Я смиренно сознаюсь, что у меня нет никаких способностей разрешать такие вопросы, у меня ум эвклидовский, земной, а потому где нам решать о том, что не от мира сего. Да и тебе советую об этом никогда не думать, друг Алеша, а пуще всего насчет Бога: есть ли Он или нет? Всё это вопросы совершенно несвойственные уму, созданному с понятием лишь о трех измерениях. Итак, принимаю Бога, и не только с охотой, но, мало того, принимаю и премудрость Его, и цель Его, нам совершенно уж неизвестные, верую в порядок, в смысл жизни, верую в вечную гармонию, в которой мы будто бы все сольемся, верую в Слово, к которому стремится вселенная и которое Само „бе к Богу” и которое есть само Бог, ну и прочее и прочее, и так далее в бесконечность. Слов-то много на этот счет наделано. Кажется, уж я на хорошей дороге — а? Ну так представь же себе, что в окончательном результате я мира этого Божьего — не принимаю и хоть и знаю, что он существует, да не допускаю его вовсе. Я не Бога не принимаю, пойми ты это, я мира, Им созданного, мира-то Божьего не принимаю и не могу согласиться принять.

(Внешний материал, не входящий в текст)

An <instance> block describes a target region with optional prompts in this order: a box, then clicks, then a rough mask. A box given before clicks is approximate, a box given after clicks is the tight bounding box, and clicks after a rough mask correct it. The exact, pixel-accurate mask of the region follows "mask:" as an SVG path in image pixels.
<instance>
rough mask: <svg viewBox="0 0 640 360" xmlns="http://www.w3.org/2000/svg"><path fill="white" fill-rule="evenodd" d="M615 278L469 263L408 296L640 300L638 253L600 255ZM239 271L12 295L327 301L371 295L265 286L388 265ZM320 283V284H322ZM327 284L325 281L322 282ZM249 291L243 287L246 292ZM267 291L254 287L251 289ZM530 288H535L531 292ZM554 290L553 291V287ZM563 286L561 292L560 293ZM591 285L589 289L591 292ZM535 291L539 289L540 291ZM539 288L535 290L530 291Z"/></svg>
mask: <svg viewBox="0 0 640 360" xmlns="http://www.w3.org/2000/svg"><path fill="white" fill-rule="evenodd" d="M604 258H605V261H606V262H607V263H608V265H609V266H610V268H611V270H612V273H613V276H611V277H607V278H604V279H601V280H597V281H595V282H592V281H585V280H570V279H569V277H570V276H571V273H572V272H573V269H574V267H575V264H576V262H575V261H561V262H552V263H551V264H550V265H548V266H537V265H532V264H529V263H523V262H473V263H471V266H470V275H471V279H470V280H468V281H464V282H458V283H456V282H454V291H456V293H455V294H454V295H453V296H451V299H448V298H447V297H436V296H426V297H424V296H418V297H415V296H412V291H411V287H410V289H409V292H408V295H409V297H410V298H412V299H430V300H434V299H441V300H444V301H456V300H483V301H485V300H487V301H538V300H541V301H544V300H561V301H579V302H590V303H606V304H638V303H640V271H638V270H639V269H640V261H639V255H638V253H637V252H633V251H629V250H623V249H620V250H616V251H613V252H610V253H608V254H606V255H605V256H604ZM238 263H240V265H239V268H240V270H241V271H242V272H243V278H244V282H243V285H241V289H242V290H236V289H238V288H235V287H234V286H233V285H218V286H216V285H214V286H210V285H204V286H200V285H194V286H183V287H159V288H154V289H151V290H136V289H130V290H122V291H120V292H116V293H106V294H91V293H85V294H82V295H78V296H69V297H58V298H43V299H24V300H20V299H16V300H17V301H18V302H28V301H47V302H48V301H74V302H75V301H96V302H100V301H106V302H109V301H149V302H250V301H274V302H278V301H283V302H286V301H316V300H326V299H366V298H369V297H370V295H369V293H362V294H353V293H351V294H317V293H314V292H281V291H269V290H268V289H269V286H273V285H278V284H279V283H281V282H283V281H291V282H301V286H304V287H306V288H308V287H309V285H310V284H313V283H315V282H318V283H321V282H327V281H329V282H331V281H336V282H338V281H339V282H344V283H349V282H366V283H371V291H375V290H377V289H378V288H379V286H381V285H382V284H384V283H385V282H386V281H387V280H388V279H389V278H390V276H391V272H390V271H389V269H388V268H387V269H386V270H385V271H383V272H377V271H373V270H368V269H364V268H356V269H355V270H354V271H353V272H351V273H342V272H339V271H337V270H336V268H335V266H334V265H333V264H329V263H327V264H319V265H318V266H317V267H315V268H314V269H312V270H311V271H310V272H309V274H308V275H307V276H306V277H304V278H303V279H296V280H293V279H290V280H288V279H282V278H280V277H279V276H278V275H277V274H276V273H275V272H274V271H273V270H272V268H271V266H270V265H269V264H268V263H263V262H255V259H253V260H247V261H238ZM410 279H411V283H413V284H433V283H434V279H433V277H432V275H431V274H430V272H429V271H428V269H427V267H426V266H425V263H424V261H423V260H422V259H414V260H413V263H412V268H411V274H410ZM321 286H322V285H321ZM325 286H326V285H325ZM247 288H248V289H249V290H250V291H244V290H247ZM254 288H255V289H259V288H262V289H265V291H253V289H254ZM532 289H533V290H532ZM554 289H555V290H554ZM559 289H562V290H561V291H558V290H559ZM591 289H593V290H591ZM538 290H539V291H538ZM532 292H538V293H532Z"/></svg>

Оговорюсь: я убежден, как младенец, что страдания заживут и сгладятся, что весь обидный комизм человеческих противоречий исчезнет, как жалкий мираж, как гнусненькое измышление малосильного и маленького, как атом, человеческого эвклидовского ума, что, наконец, в мировом финале, в момент вечной гармонии, случится и явится нечто до того драгоценное, что хватит его на все сердца, на утоление всех негодований, на искупление всех злодейств людей, всей пролитой ими их крови, хватит, чтобы не только было возможно простить, но и оправдать всё, что случилось с людьми, — пусть, пусть это всё будет и явится, но я-то этого не принимаю и не хочу принять!» (т. 9, стр. 264 — 265).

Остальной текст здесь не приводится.